La fédération a pu identifier et interroger l’entraîneur à la suite des révélations publiées par le Spiegel ce week-end et a pris la décision de le licencier immédiatement. « Il y a des cas qui peuvent être prescrits juridiquement mais pas moralement », a expliqué le président de l’ÖSV, Peter Schröcksnadel, dans un communiqué. « L’ÖSV doit jouer un rôle d’exemple, nous exigeons de nos salariés et de nos entraîneurs qu’ils soient irréprochables », a-t-il ajouté.
Après #MeToo, tolérance zéro en Autriche
La fédération autrichienne a été ébranlée en novembre 2017, en pleine vague #Metoo, par des accusations d’abus sexuels remontant aux années 1970, et formulés notamment par l’ancienne skieuse Nicola Spiess-Werdenigg, 60 ans.

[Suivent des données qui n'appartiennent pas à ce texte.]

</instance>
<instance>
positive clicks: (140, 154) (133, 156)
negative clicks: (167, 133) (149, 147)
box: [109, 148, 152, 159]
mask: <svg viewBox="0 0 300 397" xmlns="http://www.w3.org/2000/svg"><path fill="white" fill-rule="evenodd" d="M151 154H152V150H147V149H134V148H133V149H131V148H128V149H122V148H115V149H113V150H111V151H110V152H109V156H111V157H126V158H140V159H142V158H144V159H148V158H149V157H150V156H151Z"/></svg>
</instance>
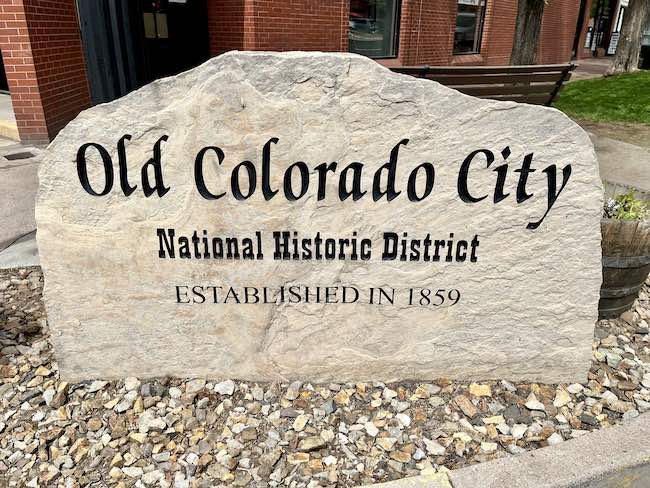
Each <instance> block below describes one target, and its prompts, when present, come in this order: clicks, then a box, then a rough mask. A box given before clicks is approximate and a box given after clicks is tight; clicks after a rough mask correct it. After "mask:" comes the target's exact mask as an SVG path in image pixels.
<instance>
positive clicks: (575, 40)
mask: <svg viewBox="0 0 650 488" xmlns="http://www.w3.org/2000/svg"><path fill="white" fill-rule="evenodd" d="M585 4H586V0H580V12H579V13H578V22H577V24H576V34H575V36H574V38H573V52H572V54H571V57H572V58H576V57H577V56H578V53H579V52H580V47H581V46H580V37H581V36H582V29H583V28H584V26H585V7H586V5H585Z"/></svg>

Les noms de la légende décédée Toni Sailer et de l’ex-entraîneur star Charly Kahr, 86 ans, ont été cités. La procédure ouverte par le parquet contre Kahr a toutefois été refermée en raison de la prescription des faits présumés. Plusieurs anciennes skieuses autrichiennes, dans la légendaire Annemarie Moser-Pröll, avaient apporté leur soutien à leur ex-entraîneur.
L’ÖSV, qui compte 450 sportifs et quelque 200 entraîneurs et personnels, a décrété une « tolérance zéro » en matière d’abus sexuels tout en exigeant des « preuves » pour étayer les diverses allégations dans ce domaine.